Frequently Asked Questions (FAQ)¶
This is implementation of FAQ model which helps to classify incoming questions.
:: What is your open hours?
>> 8am - 8pm
Quick Start¶
Building¶
from deeppavlov import build_model, configs
faq = build_model(configs.faq.tfidf_logreg_en_faq, download=True)
Inference¶
result = faq(['What is your open hours?'])
If some required packages are missing, install all the requirements by running in command line:
python -m deeppavlov install fasttext_avg_autofaq
python -m deeppavlov install fasttext_tfidf_autofaq
python -m deeppavlov install tfidf_autofaq
python -m deeppavlov install tfidf_logreg_autofaq
python -m deeppavlov install tfidf_logreg_en_faq
Config¶
As usual, config consists of:
dataset_reader
dataset_iterator
chainer
You can use you own dataset_reader, dataset_iterator for speficic data. Let’s consider chainer in more details.
Config Structure¶
chainer - pipeline manager
in - pipeline input data: question
out - pipeline output data: answer + score[0,1]
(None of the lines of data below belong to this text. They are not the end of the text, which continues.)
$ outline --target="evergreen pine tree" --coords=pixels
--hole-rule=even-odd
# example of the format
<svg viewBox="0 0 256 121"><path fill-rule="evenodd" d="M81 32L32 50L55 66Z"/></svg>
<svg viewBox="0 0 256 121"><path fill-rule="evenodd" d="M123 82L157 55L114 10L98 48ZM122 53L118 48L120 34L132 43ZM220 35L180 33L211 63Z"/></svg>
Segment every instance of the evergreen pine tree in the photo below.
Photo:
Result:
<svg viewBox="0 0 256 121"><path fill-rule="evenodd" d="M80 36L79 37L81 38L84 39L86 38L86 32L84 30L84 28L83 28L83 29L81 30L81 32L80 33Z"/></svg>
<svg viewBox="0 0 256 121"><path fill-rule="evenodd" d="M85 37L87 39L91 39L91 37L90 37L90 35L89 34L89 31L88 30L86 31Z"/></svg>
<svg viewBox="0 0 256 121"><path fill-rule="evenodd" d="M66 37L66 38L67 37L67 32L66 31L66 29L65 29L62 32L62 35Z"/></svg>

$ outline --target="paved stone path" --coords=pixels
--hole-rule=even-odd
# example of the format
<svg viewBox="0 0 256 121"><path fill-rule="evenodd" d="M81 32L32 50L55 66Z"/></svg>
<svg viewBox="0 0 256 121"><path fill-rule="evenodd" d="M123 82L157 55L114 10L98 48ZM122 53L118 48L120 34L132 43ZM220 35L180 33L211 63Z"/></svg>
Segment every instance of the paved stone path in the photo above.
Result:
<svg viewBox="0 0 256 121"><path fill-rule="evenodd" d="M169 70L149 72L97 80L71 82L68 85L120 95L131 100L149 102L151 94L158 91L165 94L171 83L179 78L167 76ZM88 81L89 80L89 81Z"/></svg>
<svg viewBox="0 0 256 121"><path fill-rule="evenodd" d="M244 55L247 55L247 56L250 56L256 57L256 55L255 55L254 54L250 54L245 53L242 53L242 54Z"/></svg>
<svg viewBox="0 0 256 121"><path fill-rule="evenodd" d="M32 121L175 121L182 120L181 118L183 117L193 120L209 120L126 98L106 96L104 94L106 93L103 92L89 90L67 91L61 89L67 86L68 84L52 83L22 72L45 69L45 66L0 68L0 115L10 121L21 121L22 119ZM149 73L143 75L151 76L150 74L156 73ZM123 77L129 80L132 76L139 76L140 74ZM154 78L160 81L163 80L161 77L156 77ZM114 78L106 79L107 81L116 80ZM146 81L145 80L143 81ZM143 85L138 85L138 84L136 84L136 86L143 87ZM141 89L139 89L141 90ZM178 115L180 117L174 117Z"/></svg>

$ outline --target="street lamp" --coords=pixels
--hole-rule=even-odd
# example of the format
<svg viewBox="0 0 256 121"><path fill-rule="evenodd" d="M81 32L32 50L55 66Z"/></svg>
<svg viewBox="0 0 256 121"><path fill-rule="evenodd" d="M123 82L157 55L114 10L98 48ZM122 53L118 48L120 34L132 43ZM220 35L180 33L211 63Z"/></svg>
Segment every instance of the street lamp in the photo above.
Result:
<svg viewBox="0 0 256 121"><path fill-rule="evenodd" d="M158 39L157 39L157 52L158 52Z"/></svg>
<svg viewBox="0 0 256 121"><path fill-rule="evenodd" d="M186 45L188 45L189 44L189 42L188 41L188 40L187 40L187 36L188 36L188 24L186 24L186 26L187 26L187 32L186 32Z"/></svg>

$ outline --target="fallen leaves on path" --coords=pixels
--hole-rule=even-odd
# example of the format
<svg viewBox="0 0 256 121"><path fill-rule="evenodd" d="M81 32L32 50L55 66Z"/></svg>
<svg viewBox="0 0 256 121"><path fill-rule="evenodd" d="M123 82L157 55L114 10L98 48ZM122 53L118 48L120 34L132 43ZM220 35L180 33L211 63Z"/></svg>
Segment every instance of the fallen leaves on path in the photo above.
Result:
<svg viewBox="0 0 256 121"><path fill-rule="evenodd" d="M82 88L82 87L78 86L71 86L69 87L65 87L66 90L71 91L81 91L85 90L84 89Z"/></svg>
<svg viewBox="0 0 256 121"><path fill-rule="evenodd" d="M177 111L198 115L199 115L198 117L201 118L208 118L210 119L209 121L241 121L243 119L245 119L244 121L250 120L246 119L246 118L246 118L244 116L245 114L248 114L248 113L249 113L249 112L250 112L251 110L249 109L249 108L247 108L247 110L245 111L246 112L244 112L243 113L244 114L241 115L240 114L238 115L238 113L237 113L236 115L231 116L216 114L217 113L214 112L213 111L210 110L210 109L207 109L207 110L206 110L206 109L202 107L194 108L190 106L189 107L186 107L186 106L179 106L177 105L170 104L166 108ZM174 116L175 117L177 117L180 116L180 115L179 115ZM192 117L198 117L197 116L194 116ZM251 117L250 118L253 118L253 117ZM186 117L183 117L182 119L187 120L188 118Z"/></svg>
preprocessing - it can be tokenization, lemmatization, stemming and etc. In example tfidf_logreg_autofaq.json there are tokenization and lemmatization.
vectorizer - vectorizer of incoming sentences. It can be word embeddings vectorizer, bag of words vectorizer, tf-idf vectorizer and etc. Th output is vectorized sentences (numeric vectors).
classifier - This is faq model that classify incoming question. Model receive vectorized train sentences and vectorized question for inference. Output is classified answer from train dataset.
Vectorizers¶
Vectorizers produce numeric vectors of input sentences
sentence2vector_v2w_tfidf - Sentence vectorizer: weighted sum of word embeddings from sentence
in - input data: question
fit_on - train data: [token lemmas of question, word embeddings]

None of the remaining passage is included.